C’est aujourd’hui à Terrebonne qu’a lieu la première conférence des présidentes et présidents depuis l’arrivée de Pauline Marois à la tête du Parti Québécois. Voici son discours prononcé ce matin dans lequel elle met en lumière le projet de loi sur l’identité québécoise déposé cette semaine à l’Assemblée nationale.
«Chers amis,
Bonjour,
C’est la première fois depuis mon élection à la tête du Parti Québécois que nous avons le plaisir de nous rencontrer.

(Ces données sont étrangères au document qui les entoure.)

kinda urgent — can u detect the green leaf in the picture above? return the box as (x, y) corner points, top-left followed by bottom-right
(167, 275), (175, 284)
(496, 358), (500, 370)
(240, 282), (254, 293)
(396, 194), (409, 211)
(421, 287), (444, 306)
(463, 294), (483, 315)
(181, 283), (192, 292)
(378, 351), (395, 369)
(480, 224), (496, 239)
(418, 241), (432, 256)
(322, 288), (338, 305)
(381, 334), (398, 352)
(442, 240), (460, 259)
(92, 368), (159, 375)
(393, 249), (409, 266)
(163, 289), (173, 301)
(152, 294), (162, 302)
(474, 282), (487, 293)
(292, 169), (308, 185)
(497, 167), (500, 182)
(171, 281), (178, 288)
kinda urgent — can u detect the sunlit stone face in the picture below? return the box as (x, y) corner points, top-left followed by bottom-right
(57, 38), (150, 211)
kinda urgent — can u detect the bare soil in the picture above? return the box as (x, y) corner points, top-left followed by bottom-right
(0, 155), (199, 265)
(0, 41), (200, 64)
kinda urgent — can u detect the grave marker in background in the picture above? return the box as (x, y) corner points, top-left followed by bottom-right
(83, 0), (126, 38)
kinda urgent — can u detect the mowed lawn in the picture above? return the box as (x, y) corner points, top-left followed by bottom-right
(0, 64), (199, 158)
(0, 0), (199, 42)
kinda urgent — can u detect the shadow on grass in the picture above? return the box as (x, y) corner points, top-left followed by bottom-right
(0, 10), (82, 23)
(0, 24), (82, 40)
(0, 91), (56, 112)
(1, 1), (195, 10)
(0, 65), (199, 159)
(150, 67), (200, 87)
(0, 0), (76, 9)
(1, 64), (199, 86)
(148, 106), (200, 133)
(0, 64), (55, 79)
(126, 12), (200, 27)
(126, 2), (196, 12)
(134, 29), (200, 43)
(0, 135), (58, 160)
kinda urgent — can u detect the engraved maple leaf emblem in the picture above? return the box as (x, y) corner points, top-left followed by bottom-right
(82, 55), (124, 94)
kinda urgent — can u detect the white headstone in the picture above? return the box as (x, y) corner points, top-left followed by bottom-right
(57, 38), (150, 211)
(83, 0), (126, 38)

Merci aux gens de Lanaudière de nous accueillir. Un bonjour tout particulier à Jocelyne Caron et Luc Thériault. Merci d’être avec nous ce matin.
Je veux souligner la contribution remarquable de 2 collègues qui nous ont quittés ces jours derniers : André Boisclair qui a servi avec intelligence et générosité notre cause - Merci André - et Diane Lemieux qui l’a fait avec la même intelligence, cœur et détermination. Je sais que nous pourrons continuer à compter sur eux dans notre avenir politique. Merci et bonne chance pour la suite des choses.
Merci aussi aux gens de Charlevoix et à Rosaire Bertrand. Je m’inscris dans la continuité de son travail auprès des gens de Charlevoix et c’est avec fierté que je défendrai leurs intérêts et leurs projets.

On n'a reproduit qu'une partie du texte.